A rectangle is 3 times as long as it is wide and has the same perimeter as a square whose are is 4 sp.ft. larger than that of the rectangle. What are the dimensions of both the rectangle and the square?

rectangle:

width = x
length = 3x
perimeter = 8x
area = 3x^2

square:
side y
perimeter = 4y
area = y^2

perimeters are the same --> 4y = 8x
y = 2x

area of square is 4 more than area of rectangle

y^2 = 3x^2 + 4
4x^2 = 3x^2 + 4
x^2 = 4
x = 2, then y = 4

rectangle:
width = 2
length = 6
perimeter = 16
area = 12

square:
side = 4
perimeter = 16
area = 16 , which is 4 more than that of the rectangle

everything checks!

To solve this problem, let's break it down step by step:

Step 1: Define the variables
Let's define the width of the rectangle as 'w' and the length as 'l.' We need to find the values of 'w' and 'l' for the rectangle, as well as the side length of the square.

Step 2: Perimeter of the rectangle
The perimeter of a rectangle can be calculated by adding all four sides. The formula for the perimeter of a rectangle is: P = 2(l + w)

Given that the rectangle's perimeter is equal to the square's perimeter (which is 4 times the length of one side), we can write the equation:
2(l + w) = 4s, where 's' is the side length of the square.

Step 3: Relationship between the length and width of the rectangle
The problem states that the rectangle's length is 3 times its width.
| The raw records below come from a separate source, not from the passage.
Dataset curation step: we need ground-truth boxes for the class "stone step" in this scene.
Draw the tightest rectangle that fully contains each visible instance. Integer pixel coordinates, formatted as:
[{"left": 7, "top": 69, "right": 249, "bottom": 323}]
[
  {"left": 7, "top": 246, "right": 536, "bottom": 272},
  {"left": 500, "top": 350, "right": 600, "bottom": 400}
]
We can write this relationship as: l = 3w.

Step 4: Area of the square
The area of a square is given by the formula: A = s^2.
Given that the square's area is 4 sq.ft greater than the rectangle's area, we can write the equation:
s^2 = l * w + 4

Step 5: Substitute values and solve the system of equations
Now, let's substitute the value of 'l' from the second equation into the first equation:
2(3w + w) = 4s
Simplifying the equation further:
8w = 4s
We can divide both sides of the equation by 4 to simplify it even more:
2w = s

Next, substitute the value of 'l' from the second equation into the third equation:
s^2 = 3w * w + 4
Simplifying the equation further:
s^2 = 3w^2 + 4

Step 6: Solve the quadratic equation
To solve this quadratic equation, we need to set it equal to zero.
s^2 - 3w^2 - 4 = 0

Now we need to factorize this quadratic equation:
(s + 2)(s - 2) - 3w^2 = 0

Step 7: Substitute values and solve for 'w'
From the relationship we found in Step 5, we know that 2w = s, so we can substitute this into the equation:
(2w + 2)(2w - 2) - 3w^2 = 0
(4w^2 - 4) - 3w^2 = 0
w^2 - 4 = 0

Now solve for 'w':
w^2 = 4
w = ±√4
w = ±2

Since the width of a rectangle cannot be negative, we take w = 2.

Step 8: Calculate the length of the rectangle and the side length of the square
Using the relationship l = 3w, we can calculate the length of the rectangle:
l = 3 * 2 = 6

We know that the side length of the square is two times the width of the rectangle:
s = 2 * w = 2 * 2 = 4

So, the dimensions of the rectangle are width = 2 ft and length = 6 ft, while the side length of the square is 4 ft.